In introducing Greenburg, committee chairman Rep. Ed Towns, D-N.Y., said, "Today we will hear testimony from the one man who knows more about AIG than anyone in the world."
"We need to understand what went wrong, so that we can figure out how to prevent similar disasters in the future," Towns said.
Forced to step down in 2005 in the midst of a fraud investigation run by then-New York Attorney General Eliot Spitzer, Greenberg has said AIG's collapse cost him his entire net worth.
AIG Criticized for Misuse of Bailout Money
"These cash payments to CDS counterparties should never have occurred," Greenburg said. When he's not blasting the government, Greenberg ripped his successors and defended his reputation after some critics blamed him for creating AIGFP, the unit that drove the company into the ground.
A source close to AIG told ABC News last month that Greenberg was to blame for forming AIGFP, which "put the whole company and the whole economy at risk."
Greenberg rejected those criticisms today.
"Massive losses at AIGFP in 2007 and 2008 resulted significantly from a shift the way the unit did business after I left the company in spring 2005," he said, adding that AIG wrote as many credit-default swaps on collateralized debt obligations in the nine months after he left as it had in his last seven years as CEO.
Greenberg exonerated himself from any blame, touting his accomplishments such as the insurance giant's market capitalization skyrocketing 40,000 percent between 1969 and 2004.

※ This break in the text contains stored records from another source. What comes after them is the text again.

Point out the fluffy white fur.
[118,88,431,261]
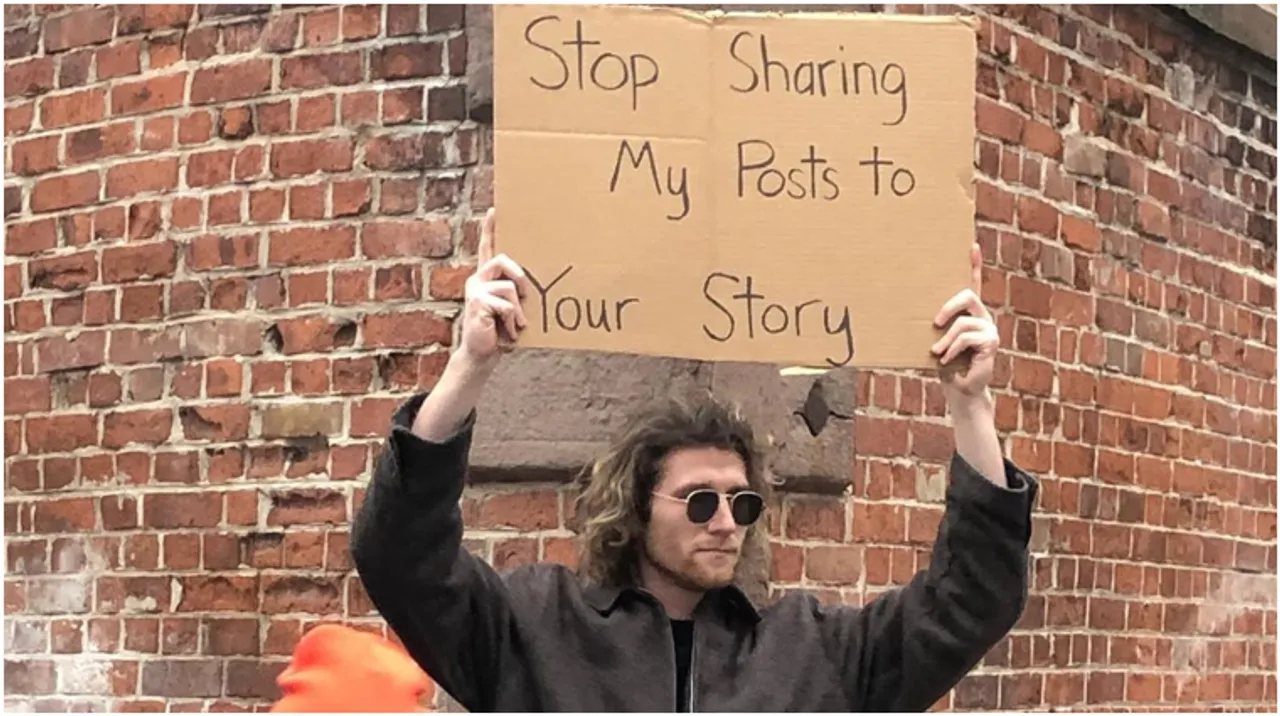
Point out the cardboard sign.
[494,5,975,368]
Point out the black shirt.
[671,619,694,711]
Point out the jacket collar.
[582,584,760,624]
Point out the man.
[352,213,1037,711]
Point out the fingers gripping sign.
[932,243,1000,395]
[462,209,534,360]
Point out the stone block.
[465,5,493,124]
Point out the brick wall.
[4,5,1276,710]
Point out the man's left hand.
[932,243,1000,397]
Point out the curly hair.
[575,395,772,594]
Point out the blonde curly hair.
[573,395,772,598]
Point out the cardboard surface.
[494,5,975,368]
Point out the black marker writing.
[858,145,915,196]
[525,266,640,333]
[728,29,908,127]
[737,140,840,201]
[703,272,854,366]
[609,140,689,222]
[525,15,658,110]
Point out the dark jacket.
[352,396,1037,711]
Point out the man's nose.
[707,497,737,534]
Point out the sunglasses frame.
[653,487,767,528]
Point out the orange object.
[271,624,435,713]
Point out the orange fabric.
[271,624,435,713]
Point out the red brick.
[369,42,444,79]
[102,241,178,283]
[106,158,178,199]
[111,72,187,115]
[191,59,271,105]
[280,51,364,90]
[67,122,134,164]
[361,220,453,259]
[45,6,115,53]
[271,138,355,178]
[40,88,106,129]
[361,311,453,348]
[12,136,59,177]
[268,227,356,266]
[31,172,101,213]
[4,54,54,97]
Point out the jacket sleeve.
[351,395,511,711]
[835,453,1039,712]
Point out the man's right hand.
[413,209,534,442]
[458,209,534,368]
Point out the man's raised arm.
[351,213,530,711]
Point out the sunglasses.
[654,489,764,526]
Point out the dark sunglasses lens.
[732,492,764,526]
[689,489,719,524]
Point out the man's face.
[645,447,749,590]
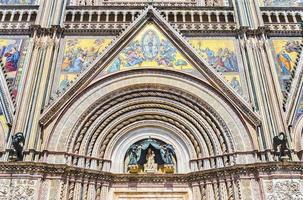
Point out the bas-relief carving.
[0,179,37,200]
[271,38,301,97]
[99,23,200,79]
[0,37,29,97]
[0,102,8,144]
[265,179,303,200]
[189,37,248,95]
[0,0,39,5]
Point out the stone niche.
[125,138,177,174]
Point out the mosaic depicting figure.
[189,38,243,95]
[191,40,239,72]
[272,38,300,95]
[259,0,303,7]
[59,38,111,88]
[295,91,303,120]
[0,39,28,97]
[104,24,194,74]
[277,41,300,75]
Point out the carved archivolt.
[46,70,253,170]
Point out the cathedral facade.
[0,0,303,200]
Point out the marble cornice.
[260,6,303,12]
[66,3,234,12]
[0,161,303,184]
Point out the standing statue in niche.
[144,148,158,172]
[273,132,291,161]
[128,145,140,165]
[160,144,174,165]
[9,132,25,161]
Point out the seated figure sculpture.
[144,148,158,173]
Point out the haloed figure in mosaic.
[277,41,300,75]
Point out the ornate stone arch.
[45,69,257,170]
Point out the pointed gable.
[0,37,29,99]
[98,23,200,77]
[40,6,261,126]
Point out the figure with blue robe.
[277,51,291,75]
[4,47,20,72]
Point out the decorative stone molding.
[265,179,303,200]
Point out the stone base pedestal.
[128,165,139,174]
[164,164,175,173]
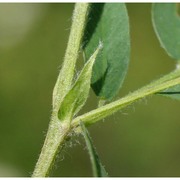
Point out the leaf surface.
[152,3,180,60]
[58,45,102,121]
[83,3,130,100]
[80,121,108,177]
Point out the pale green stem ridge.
[72,70,180,127]
[32,120,69,177]
[32,3,89,177]
[53,3,89,113]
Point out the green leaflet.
[80,121,108,177]
[83,3,130,100]
[152,3,180,60]
[58,45,102,121]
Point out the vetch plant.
[32,3,180,177]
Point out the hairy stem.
[53,3,89,111]
[72,70,180,127]
[32,3,89,177]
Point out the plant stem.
[72,70,180,127]
[32,3,89,177]
[53,3,89,111]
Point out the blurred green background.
[0,3,180,177]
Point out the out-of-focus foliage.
[0,3,180,176]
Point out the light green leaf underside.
[83,3,130,100]
[58,45,102,121]
[80,121,108,177]
[152,3,180,60]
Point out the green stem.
[32,3,89,177]
[72,70,180,127]
[53,3,89,112]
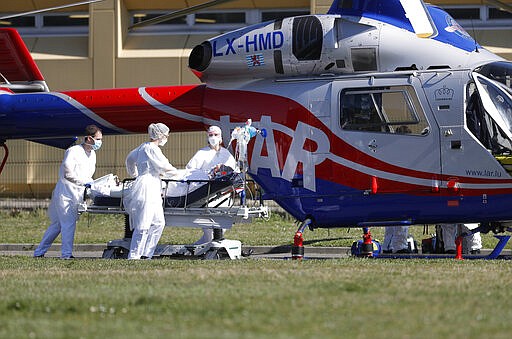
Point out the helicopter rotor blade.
[128,0,235,29]
[0,0,103,20]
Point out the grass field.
[0,257,512,338]
[0,211,512,338]
[0,210,504,248]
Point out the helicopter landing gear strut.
[360,227,373,257]
[0,140,9,174]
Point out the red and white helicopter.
[0,0,512,258]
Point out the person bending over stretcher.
[186,126,239,245]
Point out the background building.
[0,0,512,197]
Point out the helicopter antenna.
[0,0,103,20]
[471,18,480,53]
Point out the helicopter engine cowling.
[189,15,353,81]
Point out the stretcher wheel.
[101,246,129,259]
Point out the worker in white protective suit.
[34,125,103,259]
[123,123,176,259]
[186,126,239,245]
[441,224,482,254]
[382,226,411,253]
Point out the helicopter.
[0,0,512,255]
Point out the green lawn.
[0,210,504,248]
[0,211,512,338]
[0,257,512,338]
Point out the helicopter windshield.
[466,73,512,154]
[475,61,512,88]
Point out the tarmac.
[0,244,512,259]
[0,244,350,259]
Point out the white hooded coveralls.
[34,145,96,258]
[123,142,176,259]
[186,146,238,245]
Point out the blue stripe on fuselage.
[328,0,481,52]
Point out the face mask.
[158,137,167,147]
[208,136,222,147]
[91,139,102,151]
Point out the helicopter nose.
[188,41,212,72]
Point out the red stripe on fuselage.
[63,85,204,133]
[204,87,512,187]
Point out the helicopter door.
[332,77,441,193]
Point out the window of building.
[130,9,309,34]
[194,12,245,25]
[0,12,89,36]
[132,13,187,25]
[43,14,89,27]
[340,86,428,135]
[0,15,36,27]
[443,7,481,20]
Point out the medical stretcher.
[78,173,269,259]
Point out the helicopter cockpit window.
[466,73,512,155]
[340,86,429,135]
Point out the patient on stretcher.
[91,166,242,207]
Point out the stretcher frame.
[78,178,269,259]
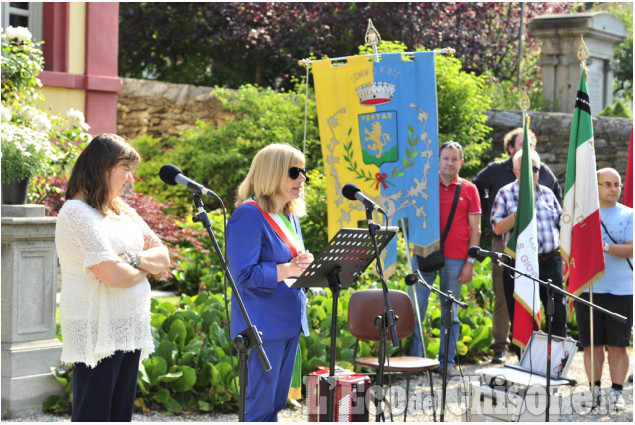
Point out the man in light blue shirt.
[575,168,633,410]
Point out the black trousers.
[71,350,141,422]
[503,255,567,344]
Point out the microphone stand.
[495,258,627,422]
[415,269,467,422]
[364,204,399,422]
[186,190,271,422]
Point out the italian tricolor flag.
[505,119,541,349]
[560,72,604,302]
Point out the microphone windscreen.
[342,183,360,201]
[467,246,481,258]
[404,273,417,286]
[159,164,182,186]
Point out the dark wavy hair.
[65,133,141,215]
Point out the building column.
[1,205,64,419]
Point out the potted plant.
[1,117,56,204]
[0,27,90,204]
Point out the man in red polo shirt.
[410,142,481,377]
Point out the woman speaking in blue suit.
[226,144,313,422]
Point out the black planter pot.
[2,178,29,205]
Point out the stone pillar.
[1,205,64,419]
[529,12,627,116]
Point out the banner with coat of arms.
[312,52,439,277]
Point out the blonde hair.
[235,143,306,217]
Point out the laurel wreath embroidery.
[344,124,419,187]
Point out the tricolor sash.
[243,199,304,258]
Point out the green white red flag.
[505,119,541,349]
[560,72,604,302]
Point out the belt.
[538,249,560,261]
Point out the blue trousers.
[408,257,465,370]
[71,350,141,422]
[245,331,300,422]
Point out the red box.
[306,366,370,422]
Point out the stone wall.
[487,110,633,185]
[117,78,233,139]
[117,78,633,184]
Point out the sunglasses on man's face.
[289,167,309,183]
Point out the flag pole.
[578,34,602,408]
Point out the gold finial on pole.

"We had comprehensive and conservative risk-management structures and procedures," he said. "Neither I nor other members of my senior management team had employment contracts. I received no severance package in connection with my retirement and I never sold a share of AIG stock during the decades that I served as CEO, although I did contribute tens of millions of dollars in stock I owned to a family foundation to be used for charitable purposes."